I have learned to love driving local buses from village to village over the years, watch the busdriver,  the gesture-rich conversations of elderly women  (often widows recognizeable with their all black clothers)  and men hunchedbacked from hard agricultural work.  Even during the most heavy verbal duels, none of them ever forgot to draw a cross in front of them, three times, whenever the bus was passing a church, even if it was only a tiny one far away between the olive trees. To my astonishment, this ritual is also common among the young people.

Once, somewhere in the mountains between the villages, an old peasant woman climbed into the bus. As usual in this country, she started a conversation with the person sitting next to her – in this case, it was me.  She looked completely puzzled that there are people on this planet not capable of speaking fluent Greek.  At this point of the story, I have to admit, that I speak this beautiful language only rudimentary – due to sheer laziness. Nevertheless, I listened attentively to the old lady not to spoil her game.  Trying to interpret something by her facial expressions, I answered carefully with „nai“ and „ochi“. (Yes and no).

It went quite well for a while, we communicated vigorously, each of us in his our ways, when suddenly – I don’t remember, whether it was a „nai“ or an „ochi“ – the woman looked at me with an expression of utmost astonishment, no to say horror! She fell silent immediately and ignored me for the rest of ride. She left the bus without greeting in the next village. I will never find out what crime I have been guilty of!

And another unforgettable bus ride.

Another bus trip – I guess it was some good twenty years ago – has remained indelibly in my memory. It would the unthinkable that this could happen the same way today – in our more and more standardized and practical, but increasingly disenchanted world!

From Sougia there is only one bus leaving to Chania.
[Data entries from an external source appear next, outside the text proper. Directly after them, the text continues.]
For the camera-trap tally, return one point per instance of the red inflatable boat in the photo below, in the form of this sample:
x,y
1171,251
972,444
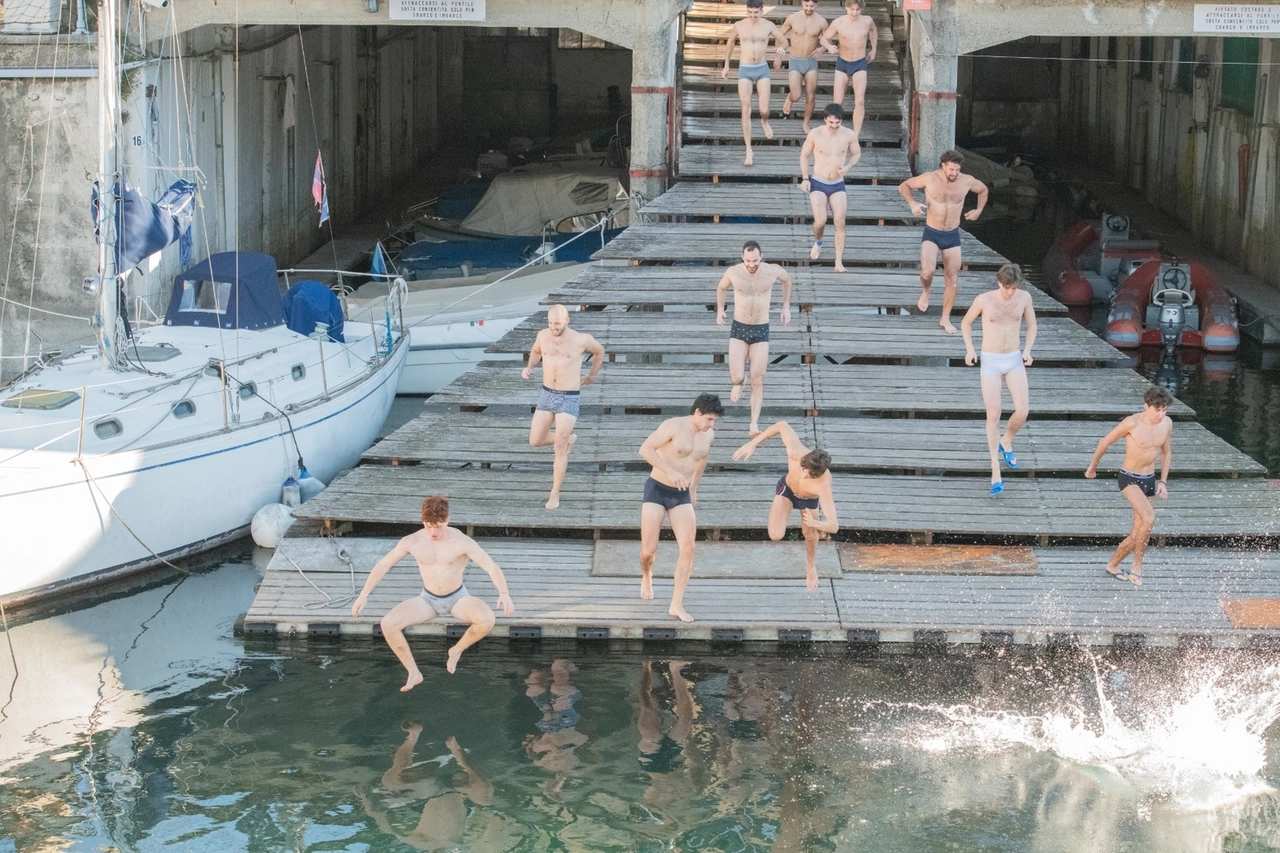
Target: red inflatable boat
x,y
1173,304
1087,263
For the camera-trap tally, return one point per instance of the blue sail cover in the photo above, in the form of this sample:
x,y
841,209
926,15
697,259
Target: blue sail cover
x,y
231,290
144,228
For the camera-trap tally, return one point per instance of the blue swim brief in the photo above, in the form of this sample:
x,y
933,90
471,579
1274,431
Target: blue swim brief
x,y
826,187
798,502
561,402
803,64
664,496
850,67
944,240
443,605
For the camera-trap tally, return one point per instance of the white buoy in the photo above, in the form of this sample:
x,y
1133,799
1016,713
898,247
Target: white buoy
x,y
269,524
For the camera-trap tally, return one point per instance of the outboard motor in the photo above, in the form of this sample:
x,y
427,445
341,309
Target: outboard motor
x,y
1173,301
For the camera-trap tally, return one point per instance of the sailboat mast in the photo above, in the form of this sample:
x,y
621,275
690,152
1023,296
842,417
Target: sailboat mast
x,y
108,121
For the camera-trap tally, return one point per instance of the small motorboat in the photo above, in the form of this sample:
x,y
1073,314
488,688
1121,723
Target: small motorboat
x,y
1092,258
1174,304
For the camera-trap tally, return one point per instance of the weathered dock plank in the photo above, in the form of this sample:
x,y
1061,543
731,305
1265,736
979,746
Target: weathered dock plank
x,y
880,165
832,389
833,334
772,201
702,128
813,287
781,243
923,506
1045,447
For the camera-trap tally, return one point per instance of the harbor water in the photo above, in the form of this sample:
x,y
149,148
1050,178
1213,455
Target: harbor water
x,y
142,724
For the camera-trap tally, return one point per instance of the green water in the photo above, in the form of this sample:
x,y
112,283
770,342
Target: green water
x,y
142,724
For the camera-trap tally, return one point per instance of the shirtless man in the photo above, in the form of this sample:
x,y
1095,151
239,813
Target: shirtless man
x,y
1002,311
835,151
561,351
805,487
804,28
677,451
442,556
1146,434
753,65
945,190
854,31
749,336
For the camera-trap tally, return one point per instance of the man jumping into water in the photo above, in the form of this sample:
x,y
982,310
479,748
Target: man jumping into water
x,y
442,555
804,28
677,451
945,190
1002,311
854,30
805,487
561,351
753,67
749,336
835,151
1146,434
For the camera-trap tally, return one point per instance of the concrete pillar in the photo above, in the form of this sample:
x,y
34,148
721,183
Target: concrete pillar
x,y
653,109
933,104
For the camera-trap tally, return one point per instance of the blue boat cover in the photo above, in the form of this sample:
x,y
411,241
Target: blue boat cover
x,y
231,290
142,227
310,302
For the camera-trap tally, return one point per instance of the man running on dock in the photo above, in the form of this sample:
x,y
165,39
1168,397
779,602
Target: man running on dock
x,y
835,151
753,67
854,30
1146,434
677,451
1002,311
442,555
560,349
945,191
749,336
805,487
804,28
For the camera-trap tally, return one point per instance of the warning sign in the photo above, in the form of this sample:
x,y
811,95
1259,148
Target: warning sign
x,y
1228,19
437,10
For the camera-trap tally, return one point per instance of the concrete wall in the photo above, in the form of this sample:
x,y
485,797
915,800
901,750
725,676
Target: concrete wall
x,y
1183,150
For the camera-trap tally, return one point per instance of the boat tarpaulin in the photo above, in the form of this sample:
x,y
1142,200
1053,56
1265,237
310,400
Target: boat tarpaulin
x,y
144,227
524,203
231,290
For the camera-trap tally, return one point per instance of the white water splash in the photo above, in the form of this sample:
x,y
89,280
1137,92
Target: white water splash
x,y
1196,742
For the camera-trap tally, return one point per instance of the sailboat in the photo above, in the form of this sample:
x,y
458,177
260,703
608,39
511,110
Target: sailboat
x,y
165,441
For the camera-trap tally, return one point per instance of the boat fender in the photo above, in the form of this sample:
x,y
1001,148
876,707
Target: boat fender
x,y
269,524
291,493
309,486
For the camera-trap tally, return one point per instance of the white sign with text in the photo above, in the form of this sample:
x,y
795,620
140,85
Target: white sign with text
x,y
437,9
1232,19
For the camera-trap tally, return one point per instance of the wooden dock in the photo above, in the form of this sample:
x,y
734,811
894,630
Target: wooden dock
x,y
924,555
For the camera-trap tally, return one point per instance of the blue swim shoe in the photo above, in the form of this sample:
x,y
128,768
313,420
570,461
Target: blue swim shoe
x,y
1009,456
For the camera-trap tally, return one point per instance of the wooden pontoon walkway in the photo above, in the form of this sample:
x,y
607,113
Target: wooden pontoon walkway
x,y
926,555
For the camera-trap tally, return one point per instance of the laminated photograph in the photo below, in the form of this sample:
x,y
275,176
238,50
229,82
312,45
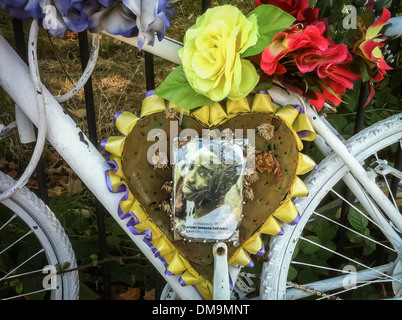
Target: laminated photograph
x,y
208,188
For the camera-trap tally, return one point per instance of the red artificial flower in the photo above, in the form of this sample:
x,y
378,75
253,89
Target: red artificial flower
x,y
290,41
299,9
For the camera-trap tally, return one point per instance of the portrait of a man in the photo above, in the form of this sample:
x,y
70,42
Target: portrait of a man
x,y
208,185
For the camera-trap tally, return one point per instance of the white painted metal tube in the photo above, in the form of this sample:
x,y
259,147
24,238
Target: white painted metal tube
x,y
74,147
221,272
39,100
25,126
166,49
93,58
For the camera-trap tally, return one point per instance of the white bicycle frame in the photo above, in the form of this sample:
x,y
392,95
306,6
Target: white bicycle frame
x,y
84,158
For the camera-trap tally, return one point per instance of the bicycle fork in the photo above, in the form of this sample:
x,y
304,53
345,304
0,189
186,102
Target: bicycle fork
x,y
357,178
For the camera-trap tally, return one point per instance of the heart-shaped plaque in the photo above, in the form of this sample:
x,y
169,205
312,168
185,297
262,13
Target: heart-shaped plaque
x,y
144,172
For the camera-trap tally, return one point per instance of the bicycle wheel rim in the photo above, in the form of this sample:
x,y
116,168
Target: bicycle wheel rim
x,y
320,183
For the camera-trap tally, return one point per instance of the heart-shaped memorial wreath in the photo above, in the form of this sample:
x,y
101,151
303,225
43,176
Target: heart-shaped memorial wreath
x,y
261,193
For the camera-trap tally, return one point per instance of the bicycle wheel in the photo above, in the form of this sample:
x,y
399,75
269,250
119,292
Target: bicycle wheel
x,y
330,254
33,247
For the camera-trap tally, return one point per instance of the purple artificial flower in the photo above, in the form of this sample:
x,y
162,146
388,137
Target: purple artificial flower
x,y
142,18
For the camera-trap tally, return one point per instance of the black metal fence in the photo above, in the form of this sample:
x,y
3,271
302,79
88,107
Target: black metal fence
x,y
92,131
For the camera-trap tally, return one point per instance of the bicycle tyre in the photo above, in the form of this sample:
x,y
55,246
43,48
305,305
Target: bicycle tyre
x,y
330,171
44,228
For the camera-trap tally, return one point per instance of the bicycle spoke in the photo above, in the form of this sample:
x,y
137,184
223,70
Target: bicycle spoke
x,y
355,232
11,219
296,291
349,259
16,241
21,264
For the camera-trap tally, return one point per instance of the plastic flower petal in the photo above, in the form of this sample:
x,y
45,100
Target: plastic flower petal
x,y
211,54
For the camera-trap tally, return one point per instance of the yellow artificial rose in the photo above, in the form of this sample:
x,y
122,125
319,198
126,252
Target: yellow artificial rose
x,y
211,54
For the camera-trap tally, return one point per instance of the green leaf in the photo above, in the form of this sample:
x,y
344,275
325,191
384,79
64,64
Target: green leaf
x,y
17,284
292,274
271,20
176,89
94,258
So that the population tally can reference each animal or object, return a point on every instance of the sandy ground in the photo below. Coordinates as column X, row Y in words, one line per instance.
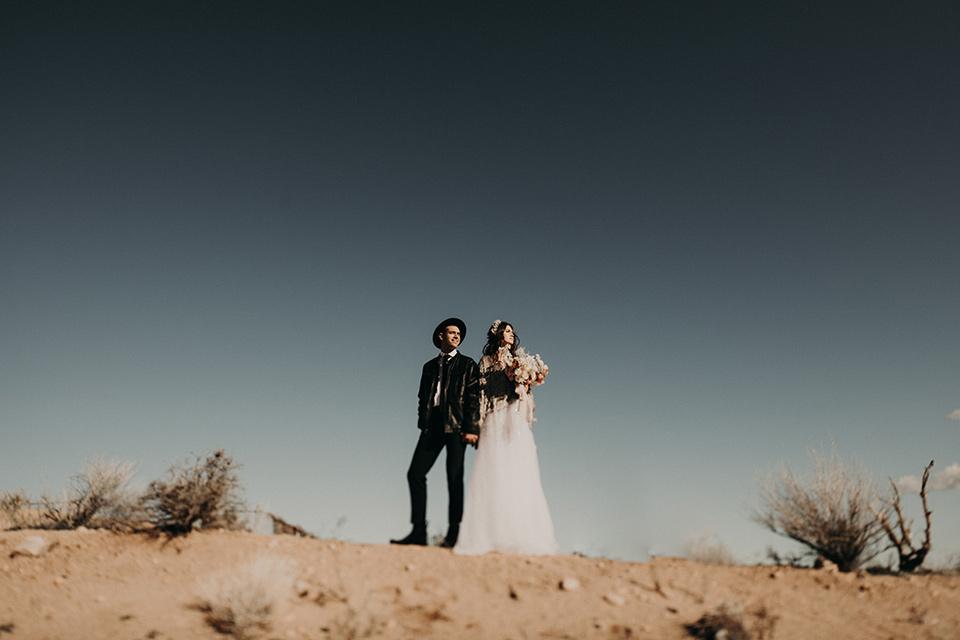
column 100, row 585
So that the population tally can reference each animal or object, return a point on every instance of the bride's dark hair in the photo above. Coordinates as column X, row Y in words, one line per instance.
column 495, row 339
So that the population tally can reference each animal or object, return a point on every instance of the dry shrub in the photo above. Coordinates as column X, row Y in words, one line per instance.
column 241, row 600
column 708, row 550
column 198, row 493
column 829, row 512
column 725, row 623
column 98, row 496
column 15, row 507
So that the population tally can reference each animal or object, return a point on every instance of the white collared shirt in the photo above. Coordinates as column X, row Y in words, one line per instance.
column 436, row 391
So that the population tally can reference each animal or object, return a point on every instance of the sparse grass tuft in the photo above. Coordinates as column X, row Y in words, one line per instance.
column 15, row 507
column 241, row 600
column 198, row 493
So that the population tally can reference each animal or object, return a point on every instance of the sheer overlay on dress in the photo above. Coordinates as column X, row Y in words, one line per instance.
column 505, row 508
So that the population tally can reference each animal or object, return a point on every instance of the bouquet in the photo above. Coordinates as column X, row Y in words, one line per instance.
column 526, row 370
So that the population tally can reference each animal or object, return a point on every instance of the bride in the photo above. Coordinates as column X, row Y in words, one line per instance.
column 505, row 509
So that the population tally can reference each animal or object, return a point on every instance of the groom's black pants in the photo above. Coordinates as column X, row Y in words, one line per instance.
column 432, row 441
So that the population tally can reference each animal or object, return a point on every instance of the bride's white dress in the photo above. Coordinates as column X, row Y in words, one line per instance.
column 505, row 509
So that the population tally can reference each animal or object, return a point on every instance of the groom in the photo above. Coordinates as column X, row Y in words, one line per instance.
column 448, row 416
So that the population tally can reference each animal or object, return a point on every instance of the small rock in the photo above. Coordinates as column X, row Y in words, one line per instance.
column 34, row 546
column 569, row 584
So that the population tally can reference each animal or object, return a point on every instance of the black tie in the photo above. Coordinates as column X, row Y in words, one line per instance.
column 444, row 359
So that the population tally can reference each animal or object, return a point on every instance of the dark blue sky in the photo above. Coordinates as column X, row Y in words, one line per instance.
column 731, row 232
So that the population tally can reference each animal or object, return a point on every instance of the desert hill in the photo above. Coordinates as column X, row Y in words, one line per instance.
column 97, row 585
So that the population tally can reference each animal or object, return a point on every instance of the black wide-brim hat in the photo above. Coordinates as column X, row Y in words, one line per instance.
column 446, row 323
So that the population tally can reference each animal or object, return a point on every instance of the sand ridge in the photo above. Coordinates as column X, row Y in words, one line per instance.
column 98, row 585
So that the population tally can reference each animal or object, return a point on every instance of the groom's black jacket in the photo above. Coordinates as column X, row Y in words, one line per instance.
column 461, row 406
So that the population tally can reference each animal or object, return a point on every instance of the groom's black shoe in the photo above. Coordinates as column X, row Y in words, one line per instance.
column 417, row 536
column 451, row 540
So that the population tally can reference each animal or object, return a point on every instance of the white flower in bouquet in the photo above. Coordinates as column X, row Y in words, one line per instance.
column 527, row 370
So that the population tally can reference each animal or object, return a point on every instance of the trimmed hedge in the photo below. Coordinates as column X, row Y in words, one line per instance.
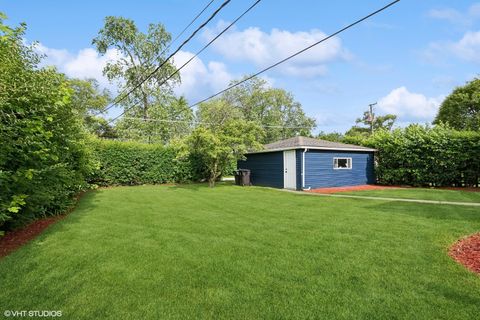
column 134, row 163
column 427, row 156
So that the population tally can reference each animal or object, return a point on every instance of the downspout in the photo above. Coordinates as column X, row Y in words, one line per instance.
column 303, row 169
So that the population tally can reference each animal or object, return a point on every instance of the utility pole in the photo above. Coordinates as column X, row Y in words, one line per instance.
column 371, row 116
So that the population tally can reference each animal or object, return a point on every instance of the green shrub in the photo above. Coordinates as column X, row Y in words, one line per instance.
column 43, row 157
column 427, row 156
column 134, row 163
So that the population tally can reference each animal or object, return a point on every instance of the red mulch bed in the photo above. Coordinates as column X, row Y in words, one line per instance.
column 467, row 252
column 352, row 188
column 471, row 189
column 14, row 239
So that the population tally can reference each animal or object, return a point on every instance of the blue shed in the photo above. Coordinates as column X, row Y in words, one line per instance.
column 305, row 163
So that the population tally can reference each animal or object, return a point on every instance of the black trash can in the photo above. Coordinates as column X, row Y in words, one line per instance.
column 242, row 177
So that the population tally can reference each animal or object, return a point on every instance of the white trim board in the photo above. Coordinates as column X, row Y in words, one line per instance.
column 314, row 148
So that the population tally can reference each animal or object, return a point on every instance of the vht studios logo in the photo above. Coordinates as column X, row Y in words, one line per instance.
column 32, row 313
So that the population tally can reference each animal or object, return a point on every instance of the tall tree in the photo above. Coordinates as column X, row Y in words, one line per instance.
column 371, row 122
column 213, row 150
column 215, row 113
column 274, row 109
column 140, row 54
column 43, row 154
column 461, row 109
column 169, row 118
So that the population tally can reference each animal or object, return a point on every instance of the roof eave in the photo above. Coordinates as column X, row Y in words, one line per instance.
column 315, row 148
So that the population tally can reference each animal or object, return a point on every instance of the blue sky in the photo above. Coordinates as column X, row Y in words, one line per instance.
column 408, row 58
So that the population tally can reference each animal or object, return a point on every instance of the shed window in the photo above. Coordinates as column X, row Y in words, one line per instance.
column 342, row 163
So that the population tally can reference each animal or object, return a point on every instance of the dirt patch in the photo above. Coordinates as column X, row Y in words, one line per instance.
column 470, row 189
column 15, row 239
column 12, row 240
column 352, row 188
column 467, row 252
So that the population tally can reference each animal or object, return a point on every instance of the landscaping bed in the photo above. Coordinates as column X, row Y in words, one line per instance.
column 467, row 252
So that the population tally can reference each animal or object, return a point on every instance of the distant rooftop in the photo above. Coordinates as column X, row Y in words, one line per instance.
column 305, row 142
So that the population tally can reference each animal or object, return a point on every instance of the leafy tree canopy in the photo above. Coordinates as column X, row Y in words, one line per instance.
column 214, row 148
column 371, row 122
column 461, row 109
column 139, row 55
column 274, row 109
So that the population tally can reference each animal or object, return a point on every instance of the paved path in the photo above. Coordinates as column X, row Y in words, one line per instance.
column 471, row 204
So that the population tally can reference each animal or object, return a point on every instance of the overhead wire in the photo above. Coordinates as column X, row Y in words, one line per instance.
column 298, row 52
column 122, row 96
column 196, row 54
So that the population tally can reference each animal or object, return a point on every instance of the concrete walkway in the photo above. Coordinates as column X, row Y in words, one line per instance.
column 471, row 204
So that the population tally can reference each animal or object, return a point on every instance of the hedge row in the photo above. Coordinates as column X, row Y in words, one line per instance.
column 133, row 163
column 427, row 156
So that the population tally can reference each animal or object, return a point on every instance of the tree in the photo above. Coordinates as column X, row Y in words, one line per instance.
column 140, row 54
column 215, row 113
column 89, row 100
column 332, row 136
column 169, row 119
column 274, row 109
column 372, row 123
column 461, row 109
column 44, row 159
column 213, row 150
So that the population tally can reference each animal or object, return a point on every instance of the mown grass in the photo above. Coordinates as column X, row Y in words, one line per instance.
column 165, row 252
column 422, row 193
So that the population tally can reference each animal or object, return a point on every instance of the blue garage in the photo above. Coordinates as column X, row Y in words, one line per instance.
column 305, row 163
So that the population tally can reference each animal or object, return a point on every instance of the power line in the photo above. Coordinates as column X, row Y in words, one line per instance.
column 188, row 26
column 211, row 41
column 209, row 123
column 298, row 52
column 196, row 54
column 116, row 102
column 287, row 58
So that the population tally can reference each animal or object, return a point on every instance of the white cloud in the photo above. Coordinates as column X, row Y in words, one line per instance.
column 262, row 49
column 86, row 63
column 453, row 16
column 448, row 14
column 466, row 48
column 199, row 79
column 409, row 106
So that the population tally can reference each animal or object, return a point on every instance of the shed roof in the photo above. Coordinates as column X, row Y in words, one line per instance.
column 300, row 142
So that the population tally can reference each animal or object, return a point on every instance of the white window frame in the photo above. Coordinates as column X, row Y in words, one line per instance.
column 349, row 162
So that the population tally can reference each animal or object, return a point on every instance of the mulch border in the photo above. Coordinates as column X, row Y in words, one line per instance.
column 466, row 251
column 366, row 187
column 13, row 240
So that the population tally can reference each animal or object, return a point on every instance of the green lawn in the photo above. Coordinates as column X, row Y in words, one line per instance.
column 422, row 193
column 164, row 252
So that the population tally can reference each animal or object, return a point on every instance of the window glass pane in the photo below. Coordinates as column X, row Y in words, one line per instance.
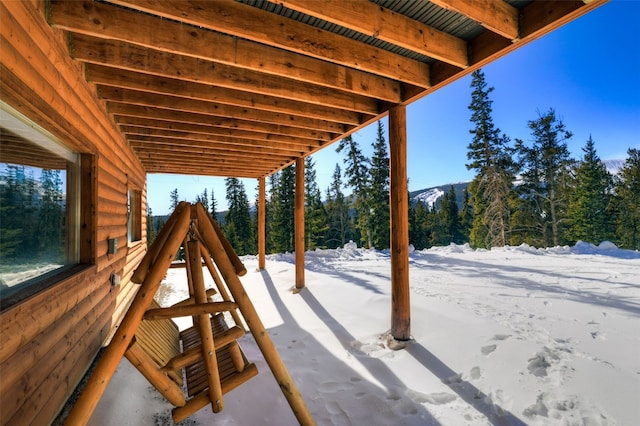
column 134, row 212
column 38, row 208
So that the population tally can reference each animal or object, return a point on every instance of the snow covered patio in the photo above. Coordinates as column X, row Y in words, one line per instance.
column 508, row 336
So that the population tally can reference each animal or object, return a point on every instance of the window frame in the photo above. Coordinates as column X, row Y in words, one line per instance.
column 79, row 205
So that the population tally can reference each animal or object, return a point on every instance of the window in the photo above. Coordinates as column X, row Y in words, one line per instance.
column 40, row 198
column 134, row 212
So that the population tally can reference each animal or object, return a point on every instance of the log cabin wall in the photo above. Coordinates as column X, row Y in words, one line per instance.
column 48, row 341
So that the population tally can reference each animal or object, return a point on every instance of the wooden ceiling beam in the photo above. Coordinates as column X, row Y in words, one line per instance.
column 231, row 144
column 173, row 129
column 496, row 16
column 368, row 18
column 187, row 117
column 196, row 160
column 221, row 146
column 155, row 123
column 130, row 57
column 112, row 22
column 231, row 17
column 169, row 86
column 132, row 97
column 208, row 154
column 153, row 167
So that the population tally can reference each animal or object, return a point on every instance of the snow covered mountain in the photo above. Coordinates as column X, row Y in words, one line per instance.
column 431, row 196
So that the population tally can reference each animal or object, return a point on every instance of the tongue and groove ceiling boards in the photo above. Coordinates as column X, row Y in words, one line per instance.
column 244, row 88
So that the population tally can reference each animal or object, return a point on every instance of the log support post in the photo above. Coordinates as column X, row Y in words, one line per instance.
column 400, row 305
column 262, row 222
column 299, row 223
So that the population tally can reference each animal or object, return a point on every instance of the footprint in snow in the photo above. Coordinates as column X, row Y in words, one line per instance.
column 501, row 337
column 438, row 398
column 475, row 373
column 331, row 387
column 486, row 350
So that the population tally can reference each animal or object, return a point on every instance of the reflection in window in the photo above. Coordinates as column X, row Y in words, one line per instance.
column 134, row 211
column 38, row 205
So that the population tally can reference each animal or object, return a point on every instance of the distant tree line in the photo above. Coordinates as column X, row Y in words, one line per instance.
column 533, row 193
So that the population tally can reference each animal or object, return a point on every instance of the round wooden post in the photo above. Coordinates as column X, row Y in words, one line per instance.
column 97, row 383
column 262, row 220
column 299, row 223
column 400, row 304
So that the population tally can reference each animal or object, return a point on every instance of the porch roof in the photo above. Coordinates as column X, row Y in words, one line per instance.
column 244, row 88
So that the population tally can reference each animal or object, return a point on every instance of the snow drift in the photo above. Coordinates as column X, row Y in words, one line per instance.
column 515, row 335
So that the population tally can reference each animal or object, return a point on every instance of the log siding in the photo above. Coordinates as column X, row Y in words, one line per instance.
column 48, row 341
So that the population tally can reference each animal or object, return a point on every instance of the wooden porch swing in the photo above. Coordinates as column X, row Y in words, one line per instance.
column 208, row 353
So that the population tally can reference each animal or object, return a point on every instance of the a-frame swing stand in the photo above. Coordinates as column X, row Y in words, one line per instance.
column 208, row 352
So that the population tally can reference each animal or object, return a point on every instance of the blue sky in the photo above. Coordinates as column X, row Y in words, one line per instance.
column 588, row 71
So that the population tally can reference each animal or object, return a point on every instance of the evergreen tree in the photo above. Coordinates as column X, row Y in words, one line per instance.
column 450, row 218
column 152, row 232
column 466, row 216
column 174, row 199
column 283, row 222
column 315, row 216
column 357, row 174
column 627, row 202
column 546, row 179
column 490, row 157
column 271, row 202
column 213, row 207
column 379, row 192
column 237, row 226
column 420, row 226
column 12, row 215
column 203, row 199
column 590, row 199
column 340, row 226
column 51, row 224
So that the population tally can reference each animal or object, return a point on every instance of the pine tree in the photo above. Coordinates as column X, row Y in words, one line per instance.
column 283, row 223
column 544, row 192
column 270, row 203
column 237, row 225
column 152, row 232
column 174, row 200
column 466, row 216
column 51, row 223
column 450, row 218
column 587, row 211
column 421, row 235
column 315, row 216
column 203, row 199
column 340, row 226
column 627, row 202
column 213, row 207
column 357, row 174
column 490, row 157
column 379, row 192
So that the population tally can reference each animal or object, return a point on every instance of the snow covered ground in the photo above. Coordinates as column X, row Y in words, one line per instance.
column 514, row 336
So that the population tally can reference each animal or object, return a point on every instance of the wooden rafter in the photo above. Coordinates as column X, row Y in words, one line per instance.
column 496, row 16
column 230, row 17
column 365, row 17
column 279, row 76
column 151, row 32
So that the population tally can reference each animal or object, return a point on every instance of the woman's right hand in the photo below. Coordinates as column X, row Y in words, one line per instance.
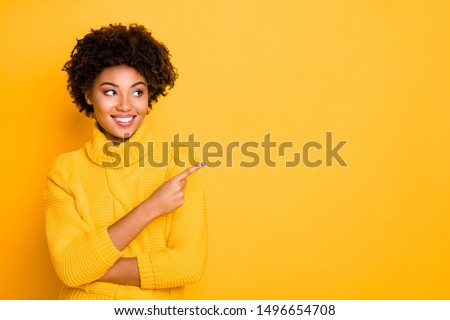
column 170, row 195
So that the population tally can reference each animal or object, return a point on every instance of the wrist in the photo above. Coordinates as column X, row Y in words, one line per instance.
column 151, row 208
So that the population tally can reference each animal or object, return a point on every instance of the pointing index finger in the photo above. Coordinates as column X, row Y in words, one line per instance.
column 186, row 173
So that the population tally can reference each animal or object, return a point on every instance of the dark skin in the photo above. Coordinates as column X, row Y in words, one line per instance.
column 165, row 199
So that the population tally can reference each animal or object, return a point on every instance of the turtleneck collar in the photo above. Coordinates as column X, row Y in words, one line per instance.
column 106, row 153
And then there is the bus which drives from Paleochora towards Omalos taking the travellers to the edge of the famous Samaria gorge, to join with the thousands of people-lemmings from the other buses arriving.

The two buses, the one from Sougia and the one from Paleochora, both stop where the road splits towards direction Omalos, so that hikers from Sougia can change to Omalos. But before they arrived at the station, the two buses communicated with each other by radio. They talked violently and both, the black and the bearded chauffer as well as the ticket controller got into a state of euphoria, they gestured and laughed  like pubescent boys concocting a prank.

The ticket inspector ran through the bus and opened one of the windows just a little, while his colleagues continued to talk to the chauffeur of the other bus, who was already in sight behind us. And then – on this pretty narrow street – the bus from Paleochora overtook us. The ticket controller in the other bus also opened a window – and – with almost acrobatic precision pushed a cigarette pack through the opening, which the ticket controller in our bus received. Exact timing. The windows were closed again and now, after this carefully planned and successful maneuver, the chauffeurs and the controllers really let it go – it was a rapt delight as if they had had won the Olympic discipline in pushing cigarette packages through windows of moving busses.

The bus stopped briefly our of schedule at one of the next villages (also this would be impossible today), the landlady of the nearby Kafenion brought two glasses of Raki, which the two „winners“ toppled, and the journey continued with the two Cretan heroes drowning in victory.

Now, that the ticket inspectors have fallen victim to the EU austerity measures and no longer entertain neither the passengers nor the drivers, also the bus chauffeurs seem to be a lonely, serious and a less friendly and excited mood. I am mourning the happy times when the world of bus chauffeurs and their assistants was still in order and many a bus trips an unexpected adventure.